Solved – Combining experimental error in a mean

I understand the rules for combining experimental errors in sums, differences and ratios (as explained here), but what happens to an experimental error when you average it?

Say, ruler measurements of the length of beetles that are all values like 12.3 cm $pm$ 2mm.
I can find plenty of explanation on the web about how to add and multiply values like that together, but what happens to the error when you take an average of (say) 10 measurements?

The formulas on the link you quote assume that the measurements are

  • independent and

  • come from a Gaussian distribution around the true value (which one wants to measure).

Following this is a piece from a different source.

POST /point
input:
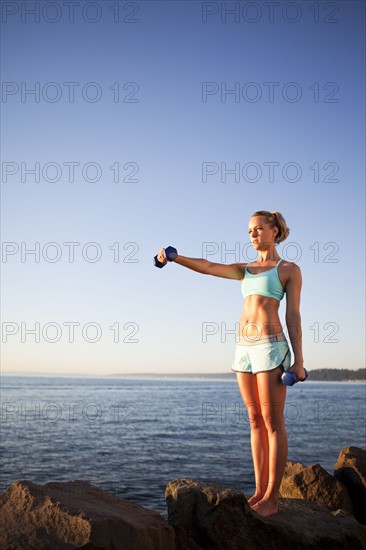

They're essentially relying on the fact that the sum of two (or more) Gaussian distributed random variables are again distributed as a Gaussian random variable whose mean is the sum of the means and the variance ('square of the error') is the sum of the variances of the two summed distributions. See also this section on Wikipedia: http://en.wikipedia.org/wiki/Normal_distribution#Combination_of_two_independent_random_variables

You'll notice that the product of two Gaussian random variables is not a Gaussian variable any more, so the formulas assume an approximation by a Gaussian distribution.

For the ratio, the resulting distribution is a Cauchy distribution whose variance does not even exist (because it does not go quickly enough to zero when going to +/- infinity), so this is definitively an approximation for this case.


When you average $n$ measurements, $n$ has no uncertainty assigned, so (assuming all your measurements have the same uncertainty) the uncertainty of the average is the uncertainty of a single measurement divided by $sqrt{n}$ (follows from the formula for the sum of two measurements).

While this looks like one could achieve an arbitrarily good precision by just doing an appropriately high number of measurements, keep in mind that this assumes that the deviation of the measurements from the true value are purely 'statistical' (randomly distributed).

In practice, you'll find sources of measurement bias (which are common to all measurements, thus the assumption of is not justified any more), such as the fact that you'll always take the value of the closest ruler mark.